Janet also knew that right now, for Lucas, giving up what he possessed was more difficult than it was for her. She didn't say a thing about it—she didn't even let a facial expression about it cross her countenance. When he said that the drums were his, they were. When he said that his money was his, it was. When he said that his recordings of his favorite music were his, they were. Whatever pressure Lucas was to feel, it was not going to come from Janet. One night, when they had something of an argument about the Temple, Lucas said that he wasn't going to sign anything and he expected Janet not to sign anything, either, even a blank piece of paper. If she wanted them to attend like all of their friends, then they had to be free to come and go; he had to be free to do his gigs. There would be no signing. Lucas said that one woman, Joyce someone, had told him that the papers were confessions of child molestation that the reverend would then use against you if you were disloyal and tried to leave the Temple, but Janet and Lucas agreed that this was such a ridiculous and paranoid idea that the woman must be making it up. People made a lot of things up about Reverend Jones—that he called himself God, that he said he could cure cancer, that he kept all the money for himself, that he threatened one woman in a service with a poisonous snake—but
Janet had never seen any of this, and neither had Lucas. There was a lot of pressure to go to services more than one day a week, but, after all, her mother sometimes went to AA meetings three or four days a week, and what was the difference, really? The 25 percent tithe was difficult in a way, but when Janet looked around the congregation at the smiling faces of old folks and some others, like Jorge, who had nothing, she could not think of what else to spend her money on, so why not hand it over?

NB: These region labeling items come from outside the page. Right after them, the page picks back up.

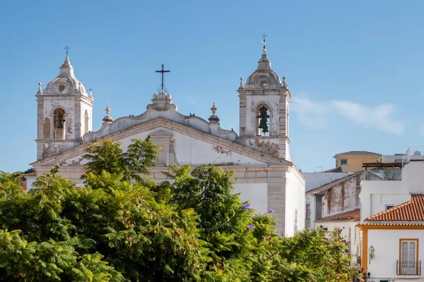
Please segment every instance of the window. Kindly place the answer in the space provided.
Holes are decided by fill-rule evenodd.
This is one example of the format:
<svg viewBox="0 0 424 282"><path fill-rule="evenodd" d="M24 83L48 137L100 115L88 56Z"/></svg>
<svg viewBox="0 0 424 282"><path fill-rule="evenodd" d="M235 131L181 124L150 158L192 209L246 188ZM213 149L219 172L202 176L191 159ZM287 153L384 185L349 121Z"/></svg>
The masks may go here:
<svg viewBox="0 0 424 282"><path fill-rule="evenodd" d="M88 133L88 112L86 110L84 113L84 133Z"/></svg>
<svg viewBox="0 0 424 282"><path fill-rule="evenodd" d="M399 265L400 275L417 275L418 239L400 239Z"/></svg>
<svg viewBox="0 0 424 282"><path fill-rule="evenodd" d="M53 112L54 126L54 139L57 140L65 140L65 111L57 108Z"/></svg>
<svg viewBox="0 0 424 282"><path fill-rule="evenodd" d="M306 204L306 216L305 221L305 228L311 228L311 204Z"/></svg>
<svg viewBox="0 0 424 282"><path fill-rule="evenodd" d="M295 209L295 233L298 232L298 209Z"/></svg>

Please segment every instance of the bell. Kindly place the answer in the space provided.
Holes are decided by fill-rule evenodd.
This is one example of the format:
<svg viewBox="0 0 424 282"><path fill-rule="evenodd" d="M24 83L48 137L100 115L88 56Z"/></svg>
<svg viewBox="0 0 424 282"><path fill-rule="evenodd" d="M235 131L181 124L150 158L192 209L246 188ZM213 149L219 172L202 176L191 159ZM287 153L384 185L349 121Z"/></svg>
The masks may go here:
<svg viewBox="0 0 424 282"><path fill-rule="evenodd" d="M261 122L259 123L259 126L258 128L268 129L268 125L266 125L266 118L261 118Z"/></svg>

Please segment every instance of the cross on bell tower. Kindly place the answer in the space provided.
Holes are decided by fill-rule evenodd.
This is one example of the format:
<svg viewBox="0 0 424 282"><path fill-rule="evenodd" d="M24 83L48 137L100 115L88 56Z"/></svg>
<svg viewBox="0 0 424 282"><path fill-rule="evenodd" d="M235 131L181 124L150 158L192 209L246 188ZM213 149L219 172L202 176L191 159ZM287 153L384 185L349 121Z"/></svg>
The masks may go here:
<svg viewBox="0 0 424 282"><path fill-rule="evenodd" d="M163 68L163 63L162 64L162 69L160 70L156 70L156 73L160 73L162 74L162 82L160 83L160 93L165 93L166 88L165 88L165 73L170 73L170 70L165 70Z"/></svg>

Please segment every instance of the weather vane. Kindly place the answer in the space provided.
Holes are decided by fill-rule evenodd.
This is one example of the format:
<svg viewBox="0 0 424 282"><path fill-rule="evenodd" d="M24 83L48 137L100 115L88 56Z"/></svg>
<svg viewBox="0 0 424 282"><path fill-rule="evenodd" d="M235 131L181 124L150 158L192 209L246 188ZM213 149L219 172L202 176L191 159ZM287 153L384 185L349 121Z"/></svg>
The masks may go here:
<svg viewBox="0 0 424 282"><path fill-rule="evenodd" d="M66 56L68 56L68 50L69 50L71 49L71 47L69 47L68 45L66 45L66 47L64 47L64 49L66 50Z"/></svg>
<svg viewBox="0 0 424 282"><path fill-rule="evenodd" d="M162 83L160 83L160 93L165 93L166 89L165 88L165 73L170 73L170 70L165 70L163 68L163 63L162 64L162 69L160 70L156 70L156 73L162 73Z"/></svg>

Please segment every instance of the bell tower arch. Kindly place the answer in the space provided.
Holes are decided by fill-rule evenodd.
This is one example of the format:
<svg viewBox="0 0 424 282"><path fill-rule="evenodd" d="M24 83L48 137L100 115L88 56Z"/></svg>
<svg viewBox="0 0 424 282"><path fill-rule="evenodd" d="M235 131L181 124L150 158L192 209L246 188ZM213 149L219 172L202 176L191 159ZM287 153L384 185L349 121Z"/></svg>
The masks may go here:
<svg viewBox="0 0 424 282"><path fill-rule="evenodd" d="M288 109L291 95L285 78L272 70L265 38L258 67L245 82L240 78L240 137L246 146L290 160Z"/></svg>

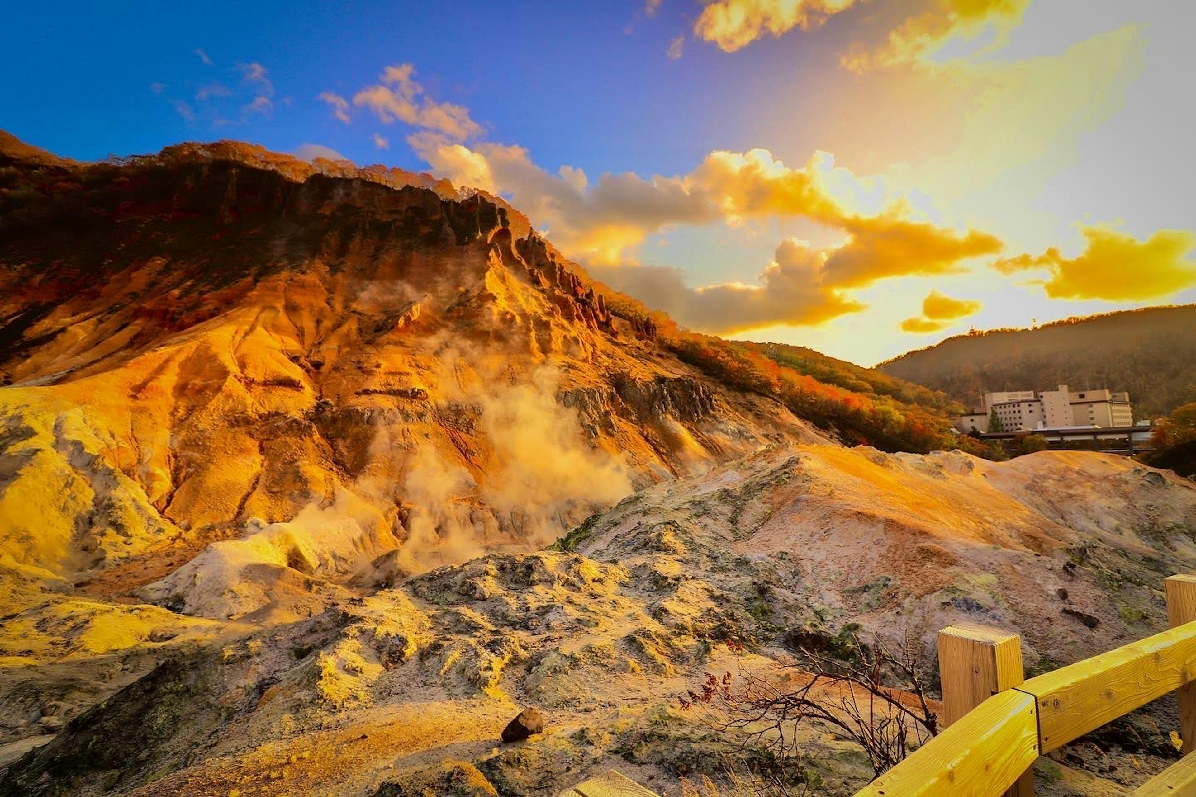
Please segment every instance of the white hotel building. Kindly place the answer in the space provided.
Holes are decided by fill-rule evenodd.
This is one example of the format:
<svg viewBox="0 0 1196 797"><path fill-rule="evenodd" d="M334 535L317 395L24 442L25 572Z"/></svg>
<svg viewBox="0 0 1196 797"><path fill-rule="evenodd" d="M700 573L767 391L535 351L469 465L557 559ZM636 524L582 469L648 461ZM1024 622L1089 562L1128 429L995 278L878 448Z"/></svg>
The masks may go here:
<svg viewBox="0 0 1196 797"><path fill-rule="evenodd" d="M1005 391L984 393L975 412L959 416L960 431L989 431L993 413L1005 431L1066 429L1075 427L1130 427L1134 416L1129 393L1100 388L1069 391L1060 385L1055 391Z"/></svg>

Today she was all right, too. Last night, it had been difficult to stand there and be shouted at by Cat, by Lena, and by Reverend Jones, told that she was vain and foolish and selfish, that she thought only of Janet Langdon and never of others, that she seemed unable to learn any of the lessons the reverend was trying to teach her. She was evasive or stupid, take your pick—which was worse in the end? If she was really looking for the truth, what was she waiting for? Where was her purse? Hand it over. What were these silly things she kept to herself? Just vanity and childishness. No one was asking her to walk down the street naked, just penniless. What would be so bad about that? People all over the world did it all the time, and their souls thrived on it. To give is to receive—how long would it take her to learn that? If her boyfriend, Lucas, was holding her back, get rid of the fellow; it would be better for the both of them. Go ahead and nod and say yes; no one believes you; we all know you; we all know how hard-hearted and selfish you are; you deserve nothing until you have nothing, and then something will come of it. And so on. Until after midnight. Lucas had sat quietly, looking on, and then left at some point. Finally, when she was really crying, down on her knees with her hands over her face, Reverend Jones came over, took her hand, lifted her up, and put his arms around her. He said to cry it out—every tear was a drop of selfishness pouring forth, making room for the humility that was the true grace of God. Surely she didn't want to remain as she had begun, the corrupt child of a corrupt world? No, he could tell that she did not; he loved her; he could see the precious light dawning in her eyes.